Like I said, I can understand needing to do this sort of thing from a business perspective. If you host a competition at a hotel ballroom, or even if you don’t host it there but you make arrangements with the hotels near the ballroom where the competition is held to offer discount rates to your competitors, you need to have a certain number of people staying in those hotel rooms to fulfill your end of the contract with the hotel. They usually don’t just offer you a discount coupon code without expecting to make some money off of your event. Arranging the schedule of events to require competitors to stay at least one night helps you meet that quota so that everyone can benefit from the deal. It’s a sound business plan that works toward the overall good of your customer base.

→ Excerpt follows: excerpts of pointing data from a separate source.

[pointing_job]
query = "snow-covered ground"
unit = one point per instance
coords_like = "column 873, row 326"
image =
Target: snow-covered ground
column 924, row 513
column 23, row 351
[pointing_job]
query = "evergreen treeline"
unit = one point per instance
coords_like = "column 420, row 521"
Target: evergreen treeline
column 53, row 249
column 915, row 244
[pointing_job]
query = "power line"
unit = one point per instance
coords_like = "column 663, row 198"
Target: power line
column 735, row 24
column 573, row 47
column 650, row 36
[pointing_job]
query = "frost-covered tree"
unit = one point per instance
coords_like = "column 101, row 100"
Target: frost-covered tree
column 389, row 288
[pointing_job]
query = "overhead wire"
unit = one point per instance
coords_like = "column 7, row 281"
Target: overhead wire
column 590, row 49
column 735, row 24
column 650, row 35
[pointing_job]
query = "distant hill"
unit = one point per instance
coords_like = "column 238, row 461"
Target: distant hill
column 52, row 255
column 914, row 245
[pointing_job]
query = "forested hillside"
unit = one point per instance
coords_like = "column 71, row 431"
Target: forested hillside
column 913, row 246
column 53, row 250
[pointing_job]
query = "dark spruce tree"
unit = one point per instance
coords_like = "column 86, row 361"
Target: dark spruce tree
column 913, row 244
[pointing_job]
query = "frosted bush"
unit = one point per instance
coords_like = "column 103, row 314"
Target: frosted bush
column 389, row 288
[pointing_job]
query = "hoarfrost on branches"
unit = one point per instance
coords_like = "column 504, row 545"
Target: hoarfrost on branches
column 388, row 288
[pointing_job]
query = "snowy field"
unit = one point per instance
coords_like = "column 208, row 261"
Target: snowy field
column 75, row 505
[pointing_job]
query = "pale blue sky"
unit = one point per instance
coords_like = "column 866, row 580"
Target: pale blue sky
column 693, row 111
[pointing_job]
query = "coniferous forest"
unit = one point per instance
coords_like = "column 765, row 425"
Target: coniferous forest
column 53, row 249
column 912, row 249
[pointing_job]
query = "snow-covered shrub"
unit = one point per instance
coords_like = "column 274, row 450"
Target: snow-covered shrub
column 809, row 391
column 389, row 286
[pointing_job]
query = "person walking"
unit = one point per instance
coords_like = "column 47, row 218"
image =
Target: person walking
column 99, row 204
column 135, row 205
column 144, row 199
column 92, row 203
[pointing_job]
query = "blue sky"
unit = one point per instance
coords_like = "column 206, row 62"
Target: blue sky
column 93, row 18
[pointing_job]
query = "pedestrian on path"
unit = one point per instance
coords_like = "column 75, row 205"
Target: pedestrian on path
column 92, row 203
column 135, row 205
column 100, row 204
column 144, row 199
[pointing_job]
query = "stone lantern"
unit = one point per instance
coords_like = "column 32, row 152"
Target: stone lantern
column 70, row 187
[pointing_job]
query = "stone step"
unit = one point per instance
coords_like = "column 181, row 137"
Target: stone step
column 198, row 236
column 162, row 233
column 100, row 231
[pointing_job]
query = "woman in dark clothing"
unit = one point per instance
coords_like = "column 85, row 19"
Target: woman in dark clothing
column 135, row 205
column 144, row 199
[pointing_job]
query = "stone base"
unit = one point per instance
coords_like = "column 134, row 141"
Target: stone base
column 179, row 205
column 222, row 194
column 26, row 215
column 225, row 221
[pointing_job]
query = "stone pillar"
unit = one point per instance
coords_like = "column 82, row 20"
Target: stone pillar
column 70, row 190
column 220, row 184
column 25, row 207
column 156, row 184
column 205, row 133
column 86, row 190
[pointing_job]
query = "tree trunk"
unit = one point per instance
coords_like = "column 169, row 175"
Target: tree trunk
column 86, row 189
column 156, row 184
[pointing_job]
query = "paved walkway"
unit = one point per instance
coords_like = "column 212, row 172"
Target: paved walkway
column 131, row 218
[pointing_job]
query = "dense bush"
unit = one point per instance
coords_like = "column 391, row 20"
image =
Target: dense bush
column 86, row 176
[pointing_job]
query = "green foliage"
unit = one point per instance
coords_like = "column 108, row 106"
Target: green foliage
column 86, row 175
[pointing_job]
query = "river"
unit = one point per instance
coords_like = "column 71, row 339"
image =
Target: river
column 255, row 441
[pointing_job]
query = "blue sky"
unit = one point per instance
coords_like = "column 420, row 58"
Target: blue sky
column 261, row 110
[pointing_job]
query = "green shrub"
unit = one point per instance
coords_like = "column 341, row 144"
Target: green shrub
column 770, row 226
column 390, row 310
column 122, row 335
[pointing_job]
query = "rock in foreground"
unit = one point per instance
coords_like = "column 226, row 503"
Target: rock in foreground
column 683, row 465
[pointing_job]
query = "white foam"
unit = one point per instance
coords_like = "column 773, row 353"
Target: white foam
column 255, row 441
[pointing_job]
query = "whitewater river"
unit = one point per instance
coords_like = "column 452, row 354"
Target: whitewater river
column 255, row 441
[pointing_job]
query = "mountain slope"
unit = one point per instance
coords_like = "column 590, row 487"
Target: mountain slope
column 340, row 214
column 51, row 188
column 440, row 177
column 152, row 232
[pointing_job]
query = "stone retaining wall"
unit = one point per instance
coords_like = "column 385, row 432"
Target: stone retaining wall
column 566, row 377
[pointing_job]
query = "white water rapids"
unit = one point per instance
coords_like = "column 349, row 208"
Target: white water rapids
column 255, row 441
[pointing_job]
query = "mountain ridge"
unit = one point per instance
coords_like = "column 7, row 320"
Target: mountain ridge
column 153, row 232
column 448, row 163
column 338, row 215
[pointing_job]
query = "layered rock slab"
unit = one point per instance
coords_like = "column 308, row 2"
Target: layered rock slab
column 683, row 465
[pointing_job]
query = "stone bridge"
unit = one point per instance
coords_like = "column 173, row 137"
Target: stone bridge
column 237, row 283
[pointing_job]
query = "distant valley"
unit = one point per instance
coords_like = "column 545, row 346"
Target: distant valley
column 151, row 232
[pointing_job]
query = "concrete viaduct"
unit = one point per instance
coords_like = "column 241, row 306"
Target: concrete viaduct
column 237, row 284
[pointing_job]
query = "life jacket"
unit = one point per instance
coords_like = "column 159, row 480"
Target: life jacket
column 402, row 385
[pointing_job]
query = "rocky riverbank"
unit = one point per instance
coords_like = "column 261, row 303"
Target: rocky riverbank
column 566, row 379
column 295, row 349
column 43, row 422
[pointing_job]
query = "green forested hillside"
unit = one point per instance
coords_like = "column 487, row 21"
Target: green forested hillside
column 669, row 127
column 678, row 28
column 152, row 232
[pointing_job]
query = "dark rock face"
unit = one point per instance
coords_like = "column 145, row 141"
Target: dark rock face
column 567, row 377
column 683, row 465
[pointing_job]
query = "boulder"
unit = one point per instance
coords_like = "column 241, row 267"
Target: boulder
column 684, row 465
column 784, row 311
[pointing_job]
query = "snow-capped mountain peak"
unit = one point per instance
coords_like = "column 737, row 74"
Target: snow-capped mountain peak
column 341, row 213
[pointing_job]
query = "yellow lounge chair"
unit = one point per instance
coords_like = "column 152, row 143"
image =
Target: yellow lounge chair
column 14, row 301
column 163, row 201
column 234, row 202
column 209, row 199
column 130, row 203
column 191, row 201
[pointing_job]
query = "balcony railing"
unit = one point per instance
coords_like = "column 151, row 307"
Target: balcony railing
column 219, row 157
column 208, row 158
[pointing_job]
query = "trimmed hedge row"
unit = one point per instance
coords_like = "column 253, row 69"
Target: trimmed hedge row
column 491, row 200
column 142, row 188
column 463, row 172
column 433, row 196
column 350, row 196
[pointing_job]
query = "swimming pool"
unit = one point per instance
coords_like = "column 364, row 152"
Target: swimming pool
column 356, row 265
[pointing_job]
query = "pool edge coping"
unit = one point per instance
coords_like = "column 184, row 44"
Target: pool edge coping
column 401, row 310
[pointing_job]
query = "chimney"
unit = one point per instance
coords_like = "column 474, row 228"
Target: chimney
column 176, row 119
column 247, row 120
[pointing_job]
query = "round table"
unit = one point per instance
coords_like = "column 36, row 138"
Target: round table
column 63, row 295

But as a dancer who has gone to competitions over the years, I prefer to have all of my events on the same day. That’s my personal preference for one thing – I’m in good enough physical shape that dancing a bunch of rounds on the same day doesn’t seem like a terrible idea to me, plus it also makes arranging my travel easier. I have to take off less time from work if I only have to worry about being there for one day, or if I have the options to get flights at convenient times I don’t have to worry about getting a hotel room at all necessarily. Who doesn’t like saving money?

Granted, someone else did bring up a different reason on a later conference call for arranging the events on different nights. They said that for those competitors dancing in those top-level four- or five-dance events, doing multiple rounds of that in one night can be exhausting. Especially for competitors in the oldest age groups. Splitting the events up to different nights gives the competitor a chance to rest in between and perform at their peak in all the events, rather than just at the first one.

Now this reason makes more sense. Why wasn’t that the first reason given when we started talking about how to arrange the schedule? That would have made the whole conversation feel less icky. But instead, the whole idea is clouded by the fact that I can’t get past the primary reason given to split the events being that they want to try and force the competitors to stick around for more days. When that’s the first thing you hear, that clouds over the valid point given later that actually sounds beneficial to the competitors.

So… now you have an idea of what I’ve been wrestling with over the last week. It just makes me wonder… if I ever manage to become proficient enough to dance at these highest levels as a competitor, am I going to be able to look at going to competitions in the same way, knowing that these sorts of discussions are being had by the organizers behind the scenes? It would make me feel like all I am to the organizers is a blank check that they are hoping to write a big number on that they are able to cash and portion out to the people that join them on their competition train. I don’t want to feel like that.

Also, seeing how much I am struggling with feeling good about working on the competition at this level, is this why it’s really hard to get other dancers to volunteer to help out with competitions? Even trying to get people to volunteer for just the day (or days) of the actual competition is difficult, let alone having them volunteer for more administrative help like I was convinced to do. Does peeking behind the curtain and seeing how the mechanisms of dance competitions work make it seem like less fun, so no one wants to do that? Do my struggles that I talk about make any of you want to rush out and volunteer to help out with a competition in your area? I’m guessing not.

Boy… I sound like a real positive voice tonight, don’t I? After reading through this to edit things, I can really see how much this has been bringing me down. I’m going to go back through it once again and try to cut out a bunch of of the negativity, but I don’t think I can get rid of all of it and still get the point across that I wanted to talk about. Hopefully the final product doesn’t sound quite so bleak when I finally end up posting!